We (scientists), suspect a genetic component to gender dysphoria. While that may not be the full explanation, it might be a factor. See “the science of gender identity (part 1: genetics)” for my previous analysis of this subject.
CRISPR/Cas9 technology allows us to edit genomes early in life. The idea is that we can replace genetic mutations that correlate to future disease with nucleotide sequences that correlate to healthy outcomes.
Last October I presented a poster at the American Society of Human Genetics’ annual conference. Most of the workshops I attended were deeply technical, but I attended one about the ethics of using CRISPR/Cas9.
There were hundreds of people in the workshop’s audience, and many big names in the human genetics field. Researchers and M.D.-PhDs filled the room. We agreed that the CRISPR/Cas9 technology could be beneficial to disease prevention.

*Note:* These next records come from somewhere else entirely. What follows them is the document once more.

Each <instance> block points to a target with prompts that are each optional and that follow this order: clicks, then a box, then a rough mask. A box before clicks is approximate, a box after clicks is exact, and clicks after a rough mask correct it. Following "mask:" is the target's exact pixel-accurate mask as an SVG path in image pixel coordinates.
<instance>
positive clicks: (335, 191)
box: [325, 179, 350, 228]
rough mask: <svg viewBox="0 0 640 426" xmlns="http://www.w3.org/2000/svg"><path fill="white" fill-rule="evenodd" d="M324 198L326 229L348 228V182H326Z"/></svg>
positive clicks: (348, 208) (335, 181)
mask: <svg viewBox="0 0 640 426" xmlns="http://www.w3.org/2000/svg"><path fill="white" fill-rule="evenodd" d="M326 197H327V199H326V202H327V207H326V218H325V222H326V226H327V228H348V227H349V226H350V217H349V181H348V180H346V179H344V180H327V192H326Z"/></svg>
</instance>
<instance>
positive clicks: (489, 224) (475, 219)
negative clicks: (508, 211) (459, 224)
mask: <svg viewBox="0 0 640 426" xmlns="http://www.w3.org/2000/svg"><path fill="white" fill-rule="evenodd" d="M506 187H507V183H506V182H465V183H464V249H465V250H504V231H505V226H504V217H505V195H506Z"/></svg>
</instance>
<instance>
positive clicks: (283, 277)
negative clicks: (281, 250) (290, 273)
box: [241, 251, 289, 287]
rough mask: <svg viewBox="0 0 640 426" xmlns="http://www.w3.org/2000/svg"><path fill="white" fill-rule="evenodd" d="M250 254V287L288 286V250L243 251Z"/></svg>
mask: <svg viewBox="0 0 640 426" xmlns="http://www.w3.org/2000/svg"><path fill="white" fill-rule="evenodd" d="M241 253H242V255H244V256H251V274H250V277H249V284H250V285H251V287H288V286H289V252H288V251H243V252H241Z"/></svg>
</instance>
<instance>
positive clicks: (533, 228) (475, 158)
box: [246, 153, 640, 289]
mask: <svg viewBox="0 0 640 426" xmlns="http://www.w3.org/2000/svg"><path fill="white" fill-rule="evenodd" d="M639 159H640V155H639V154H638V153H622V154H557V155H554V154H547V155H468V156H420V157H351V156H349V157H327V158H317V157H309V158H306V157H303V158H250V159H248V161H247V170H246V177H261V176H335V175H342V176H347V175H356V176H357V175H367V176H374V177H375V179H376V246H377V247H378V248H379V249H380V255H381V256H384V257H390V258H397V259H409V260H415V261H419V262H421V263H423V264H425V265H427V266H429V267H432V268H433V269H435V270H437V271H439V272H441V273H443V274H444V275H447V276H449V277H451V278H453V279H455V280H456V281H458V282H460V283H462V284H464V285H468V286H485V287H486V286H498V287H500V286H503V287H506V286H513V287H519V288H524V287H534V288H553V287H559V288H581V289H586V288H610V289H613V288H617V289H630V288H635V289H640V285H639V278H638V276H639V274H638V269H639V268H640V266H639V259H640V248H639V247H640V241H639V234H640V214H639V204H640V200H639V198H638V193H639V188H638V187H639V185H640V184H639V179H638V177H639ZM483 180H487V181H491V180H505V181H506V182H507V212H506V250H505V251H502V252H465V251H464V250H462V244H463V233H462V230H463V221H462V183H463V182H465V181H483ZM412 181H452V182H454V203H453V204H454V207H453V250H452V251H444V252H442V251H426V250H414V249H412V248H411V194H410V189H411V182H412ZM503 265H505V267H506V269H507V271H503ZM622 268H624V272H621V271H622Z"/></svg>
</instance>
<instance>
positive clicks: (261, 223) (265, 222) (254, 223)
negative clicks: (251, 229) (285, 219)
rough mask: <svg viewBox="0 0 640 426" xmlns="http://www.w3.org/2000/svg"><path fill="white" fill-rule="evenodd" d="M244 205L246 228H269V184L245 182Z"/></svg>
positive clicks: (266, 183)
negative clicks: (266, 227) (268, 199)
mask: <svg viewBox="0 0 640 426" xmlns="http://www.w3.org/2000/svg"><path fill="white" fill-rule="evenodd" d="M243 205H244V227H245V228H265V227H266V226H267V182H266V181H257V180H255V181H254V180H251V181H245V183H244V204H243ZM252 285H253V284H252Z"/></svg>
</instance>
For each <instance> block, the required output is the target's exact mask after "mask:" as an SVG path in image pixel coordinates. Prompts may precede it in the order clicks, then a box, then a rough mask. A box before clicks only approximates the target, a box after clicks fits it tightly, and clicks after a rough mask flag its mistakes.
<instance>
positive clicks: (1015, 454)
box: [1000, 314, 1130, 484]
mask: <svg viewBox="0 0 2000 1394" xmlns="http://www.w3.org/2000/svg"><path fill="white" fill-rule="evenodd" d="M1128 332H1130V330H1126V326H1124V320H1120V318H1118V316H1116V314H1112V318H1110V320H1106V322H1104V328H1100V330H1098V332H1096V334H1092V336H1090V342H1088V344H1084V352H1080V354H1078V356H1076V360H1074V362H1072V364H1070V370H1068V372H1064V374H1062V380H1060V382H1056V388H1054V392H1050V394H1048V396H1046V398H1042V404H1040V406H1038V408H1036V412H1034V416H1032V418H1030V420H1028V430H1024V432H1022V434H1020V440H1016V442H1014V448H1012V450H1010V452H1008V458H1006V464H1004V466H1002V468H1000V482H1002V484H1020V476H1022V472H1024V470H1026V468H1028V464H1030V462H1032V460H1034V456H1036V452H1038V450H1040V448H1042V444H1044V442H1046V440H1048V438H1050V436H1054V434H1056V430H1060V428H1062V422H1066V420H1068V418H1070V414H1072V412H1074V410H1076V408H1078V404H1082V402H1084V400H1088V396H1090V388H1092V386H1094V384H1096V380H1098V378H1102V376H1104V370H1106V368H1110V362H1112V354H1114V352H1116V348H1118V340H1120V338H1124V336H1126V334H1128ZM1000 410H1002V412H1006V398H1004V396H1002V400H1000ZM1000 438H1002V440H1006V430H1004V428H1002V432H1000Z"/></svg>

I stepped up to the microphone at that point (audience feedback was invited) and stated that
We must be careful not to confuse diversity and disease. I like being transgender and would not want that to have been eradicated. Similarly, we must not be hasty to “treat” other socially challenging conditions such as homosexuality and Asperger’s syndrome.
I made it clear that just because someone, somewhere finds my identity distasteful and culturally and/or religiously problematic, it should never be “cured” a priori as if it were a disease.
My statements elicited a full chorus of cheers from the audience, and many complemented me for my courage afterwards.